Merging incomparable linearizations

sipa · November 29, 2023, 2:40am

New attempt, with a fully “geometric” approach to show the new diagram is above the old one, but largely using insights about sets from @ajtowns’s proof sketch above.

Theorem

Given:

A linearization L
A topologically valid subset G of the transactions in L (“G” for “good” transactions).
Let L_G be the linearization of the transactions G, in the order they appear in L.
Let L_B be the linearization of the transactions not in G (“bad”), in the order they appear in L.
Let f be the highest chunk feerate of L.
L_G (considered in isolation) must form a single chunk, with feerate \geq f.

Then:

L_G + L_B is at least as good as L (better or equal feerate diagram, never worse or incomparable).

Let’s call this the gathering theorem (it matches what the VGATHER* AVX2 x86 CPU instructions do to bitsets).

Proof

Let S(x), F(x), R(x) respectively denote the size, fee, and feerate of the set x.
Let (c_1, c_2, \ldots, c_n) be the chunking of L (the c_i are transaction sets).
We know R(c_i) \leq f for i=1 \ldots n, because of input assumptions.
Let \gamma_j = \cup_{i=1}^{j} c_i (union of all chunks up to j).
Let e_i = c_i \cap G for all i=0 \ldots n (the good transactions from each chunk).
Let \zeta_j = \cup_{i=j+1}^{n} e_i (union of all good transactions in chunks after j).
Because \zeta_j is a suffix of L_G, which is a single chunk with feerate \geq f, we know R(\zeta_j) \geq f for all j=0 \ldots n-1.
Let P(x) = (S(x), F(x)) be the point in 2D space corresponding to the size and fee of set x.
Let D be the diagram connecting the points (P(\gamma_j))_{j=0}^{n}, corresponding to the prefixes of chunks of L. This is the diagram of L.
Let N be the diagram connecting the points (0,0) followed by (P(\gamma_j \cup \zeta_j))_{j=0}^n, corresponding to the prefixes of L_G + L_B consisting of all good transactions and the bad transactions up to chunk j.
N is not the diagram of L_G + L_B because that requires rechunking that linearization.
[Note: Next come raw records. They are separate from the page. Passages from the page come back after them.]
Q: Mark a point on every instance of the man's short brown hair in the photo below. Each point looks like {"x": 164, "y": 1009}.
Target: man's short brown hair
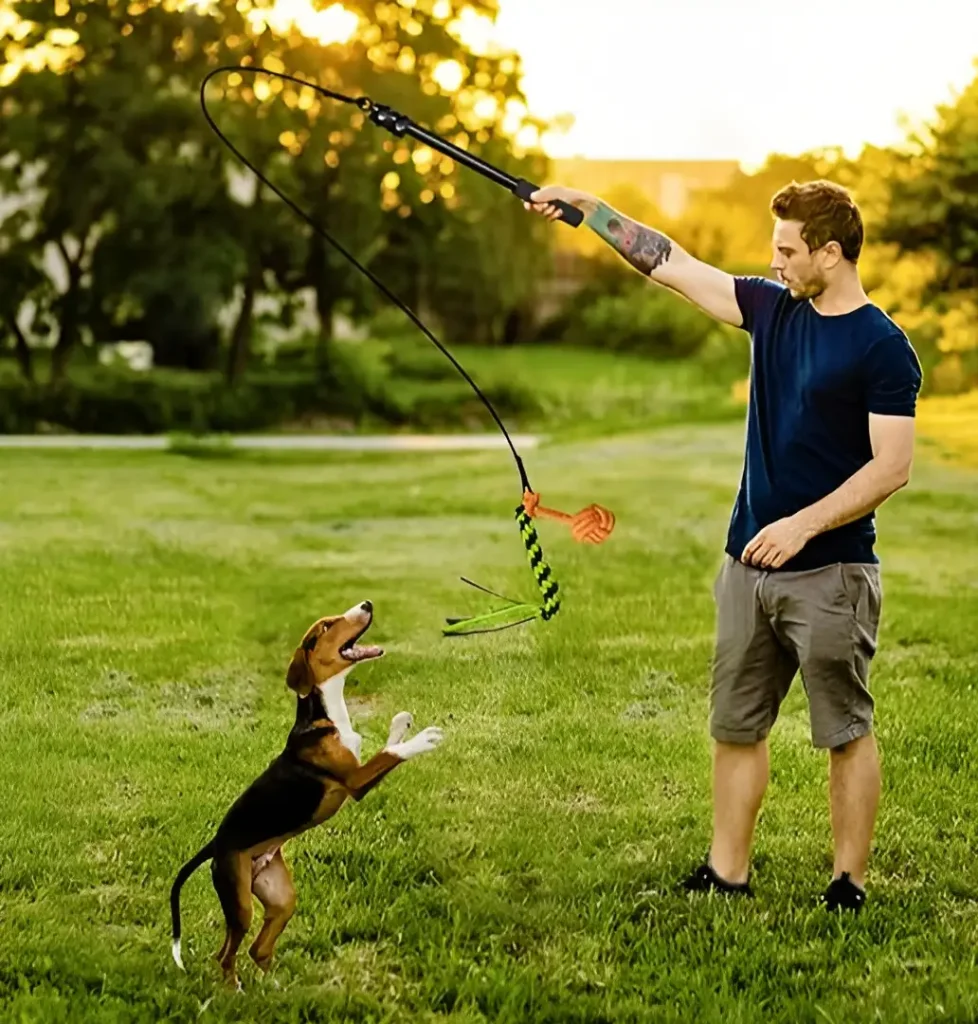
{"x": 827, "y": 213}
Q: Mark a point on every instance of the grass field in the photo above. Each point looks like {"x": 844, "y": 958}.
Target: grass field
{"x": 526, "y": 869}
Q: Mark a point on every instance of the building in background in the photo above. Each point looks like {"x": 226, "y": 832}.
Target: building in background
{"x": 640, "y": 188}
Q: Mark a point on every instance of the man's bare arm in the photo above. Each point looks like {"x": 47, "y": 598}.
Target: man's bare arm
{"x": 650, "y": 252}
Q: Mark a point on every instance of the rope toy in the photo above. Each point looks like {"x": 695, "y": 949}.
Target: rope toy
{"x": 591, "y": 525}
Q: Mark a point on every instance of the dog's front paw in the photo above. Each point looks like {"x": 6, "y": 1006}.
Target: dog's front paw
{"x": 426, "y": 740}
{"x": 399, "y": 725}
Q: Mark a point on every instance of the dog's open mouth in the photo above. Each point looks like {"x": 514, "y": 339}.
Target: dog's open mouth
{"x": 352, "y": 651}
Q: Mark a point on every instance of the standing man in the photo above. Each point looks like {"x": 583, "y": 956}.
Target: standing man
{"x": 830, "y": 436}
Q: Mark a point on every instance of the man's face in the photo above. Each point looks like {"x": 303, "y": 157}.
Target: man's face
{"x": 801, "y": 270}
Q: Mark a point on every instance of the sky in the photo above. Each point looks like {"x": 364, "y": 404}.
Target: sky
{"x": 736, "y": 79}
However, rechunking can only improve the diagram, so N is an underestimate for the diagram of L_G + L_B.
D is a concave function. A point lies strictly under a concave function iff it lies under every line segment that makes up D, extended to infinity. Thus, a point lies on or above D iff it lies on or above at least a single line that makes up D.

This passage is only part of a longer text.